The mobile handset is one of the leading capture platforms for video content. Enabled by rapidly declining non-volatile memory prices, mobile handsets are capable of storing, decoding and encoding ever-longer video clips, with improved resolution. The increasing availability of high-definition (HD) content and display options in the home is driving consumer expectations ever higher for video resolution on the handset. Whether movie trailers, music videos, or user-generated-content, consumers increasingly want, and expect their mobile devices to capture and playback HD video without adversely impacting battery life.
Handset developers have a range of video codec options to satisfy this consumer demand: a) fully customized hardware blocks integrated into system-on-chip (SoC) designs, b) optimized software codecs running on enhanced-instruction set RISC or DSP processors, or c) software running on standard processor cores, like ARM 9 or ARM11. The authors have done extensive simulations to determine the relative trade-offs in performance—especially power consumption—that can be expected from each type of video coder and decoder implementation.
Design goals
To be able to bring high-definition video to the hands of users, mobile device designers must optimize the power consumption of all components. While the display and wireless transmitter consume a large chunk of the total power, every component of a mobile system must be evaluated for its contribution to the power budget. Application and baseband processors must meet stringent power requirements to win a socket on a mobile handset's circuit board. Video coding is usually the most power-hungry application a mobile processor has to run. Therefore, minimizing the maximum power consumption figure of a chip often concentrates on finding the most power-efficient way to implement video processing algorithms.

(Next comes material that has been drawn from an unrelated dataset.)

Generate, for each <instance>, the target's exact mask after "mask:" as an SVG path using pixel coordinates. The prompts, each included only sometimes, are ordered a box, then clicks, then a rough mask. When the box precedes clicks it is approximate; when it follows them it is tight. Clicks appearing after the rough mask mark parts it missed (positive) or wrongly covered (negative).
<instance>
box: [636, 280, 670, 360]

Digital mobile chips are generally implemented in low-voltage, low-leakage CMOS processes to minimize the chip's power consumption both in active and stand-by modes. These low-power process technologies have one drawback: they are slow. Therefore the processing architecture must execute the algorithms in a small number of clock cycles, as high clock-frequencies cannot be used due to long gate-delays. This can be achieved by designing an architecture that provides both module and functional unit level parallelism. In other words, the processing architecture has to execute different parts of an algorithm (e.g. IDCT, de-quantization, motion-compensation, de-block filtering in an MPEG-4 video decoder), and different operations within each module (additions, multiplications, memory accesses etc) concurrently in a pipelined manner.

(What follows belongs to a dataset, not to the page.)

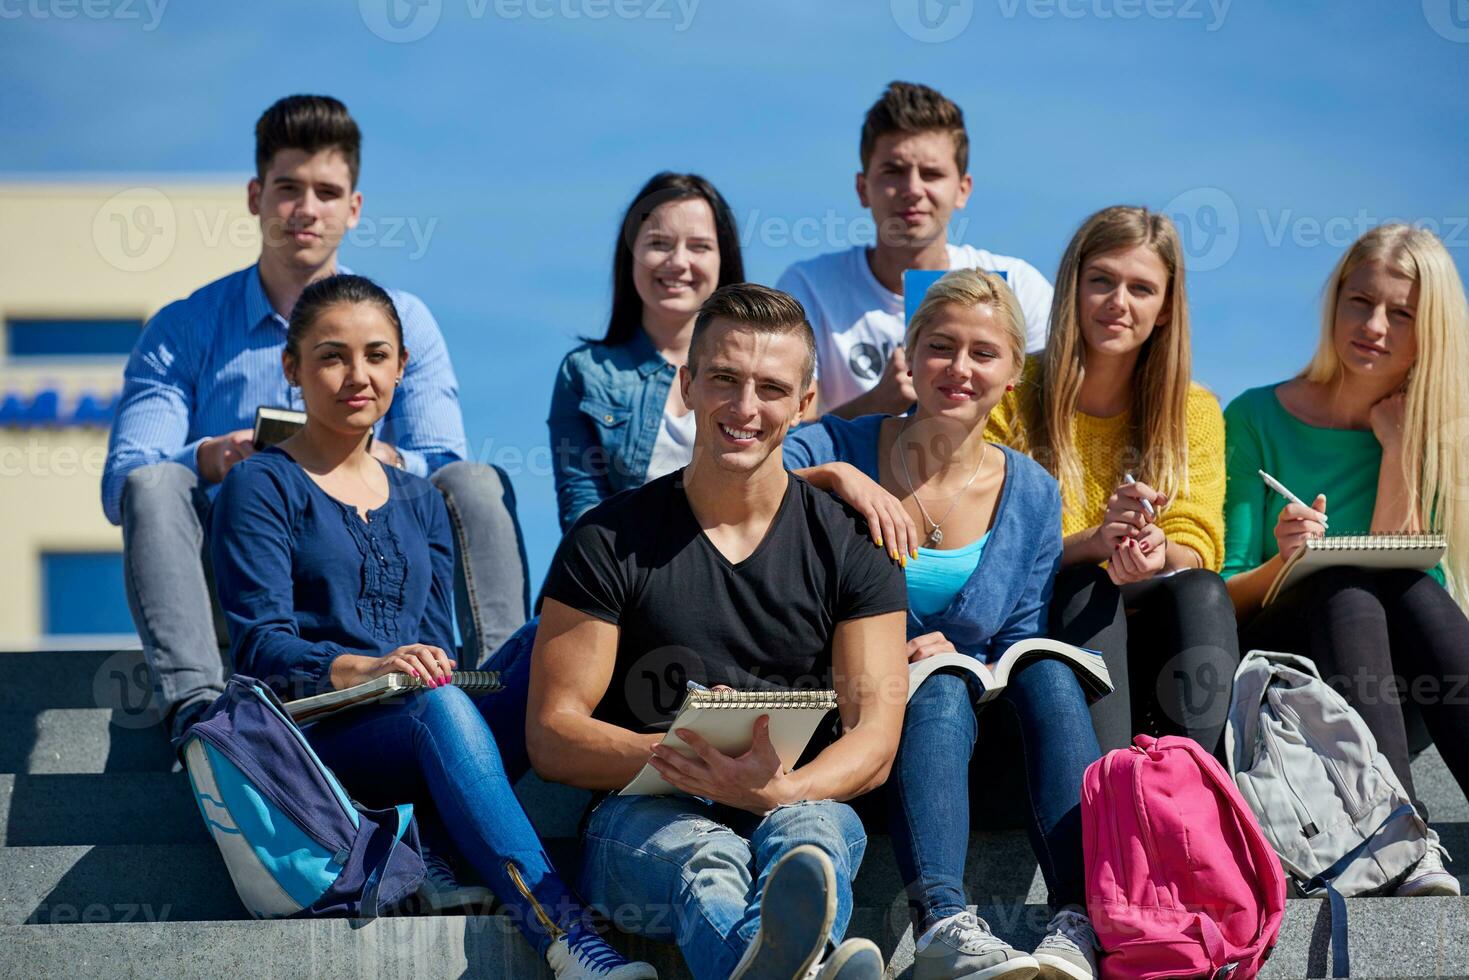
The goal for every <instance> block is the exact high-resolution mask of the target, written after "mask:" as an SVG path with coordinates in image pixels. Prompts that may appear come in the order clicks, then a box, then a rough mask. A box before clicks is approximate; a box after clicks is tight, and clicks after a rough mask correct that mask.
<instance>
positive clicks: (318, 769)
mask: <svg viewBox="0 0 1469 980" xmlns="http://www.w3.org/2000/svg"><path fill="white" fill-rule="evenodd" d="M176 748H178V751H179V755H181V757H182V758H184V764H185V767H187V768H188V776H190V782H191V783H192V786H194V796H195V799H197V801H198V811H200V814H203V817H204V824H206V826H207V827H209V832H210V835H213V837H214V843H216V845H219V852H220V854H222V855H223V858H225V867H228V868H229V877H231V879H232V880H234V883H235V890H237V892H238V893H239V901H241V902H244V905H245V908H247V909H248V911H250V914H251V915H254V917H256V918H285V917H297V918H314V917H322V915H347V917H354V918H364V920H372V918H375V917H376V915H378V914H379V912H380V911H382V909H385V908H388V907H391V905H394V904H397V902H398V901H401V899H404V898H407V896H410V895H413V893H414V892H416V890H417V889H419V884H420V883H422V882H423V858H422V857H420V855H419V830H417V826H416V824H414V823H413V805H411V804H404V805H400V807H394V808H391V810H364V808H363V807H358V805H357V804H354V802H353V801H351V798H350V796H348V795H347V792H345V790H344V789H342V785H341V783H339V782H336V776H333V774H332V770H329V768H328V767H326V765H325V764H322V760H320V758H317V755H316V752H314V751H313V749H311V746H310V745H308V743H307V741H306V736H304V735H301V729H298V727H297V726H295V723H294V721H291V718H289V716H288V714H286V713H285V708H284V707H282V704H281V699H279V698H278V696H276V695H275V692H273V691H270V689H269V688H267V686H266V685H263V683H261V682H259V680H256V679H253V677H245V676H241V674H237V676H235V677H232V679H231V680H229V683H228V685H226V688H225V693H223V695H222V696H220V698H219V699H217V701H216V702H214V704H212V705H210V707H209V710H207V711H206V713H204V714H203V717H201V718H200V720H198V723H195V724H192V726H191V727H190V729H188V732H185V733H184V735H182V736H181V738H179V741H178V743H176Z"/></svg>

Using an extremely parallel architecture makes it possible to use a low clock frequency, which in turn makes it possible use a slow, low-leakage silicon process, and to lower the supply voltage level of the video decoder block in a SoC. As power has a square dependency on voltage, this gives a huge advantage over designs that require a higher clock-frequency.

Figure 1. Hardwired Architecture for Video Encoding.
Architecture alternatives for mobile video coding
The three most common solutions used to implement video coding on mobile chips are hardwired (HW) video codecs, video-optimized DSPs, and general-purpose RISC processor cores (often enhanced with SIMD hardware). The level of parallelism is highest in the HW codecs, and lowest in the RISC-based software codecs. Programmable architectures (DSP and RISC) mainly differ in the amount of functional unit level parallelism they offer, and both lack module level parallelism, unless an awkward multi-core solution is used.
The clock-frequency, and power consumption, required to execute the same video coding algorithms on different platforms varies according to the level of parallelism the architecture implements. This can be seen in the following chart, which shows the relative power consumption, clock frequency, and silicon area required by a H.264 decoder (with a display that supports VGA@30fps) for the different implementation styles. The DSP solution's figures are averages of figures published by leading DSP core vendors. This chart clearly demonstrates the well-known performance advantage that algorithm-specific hardwired architectures have over programmable solutions in any application. The drawback is naturally the lack of flexibility.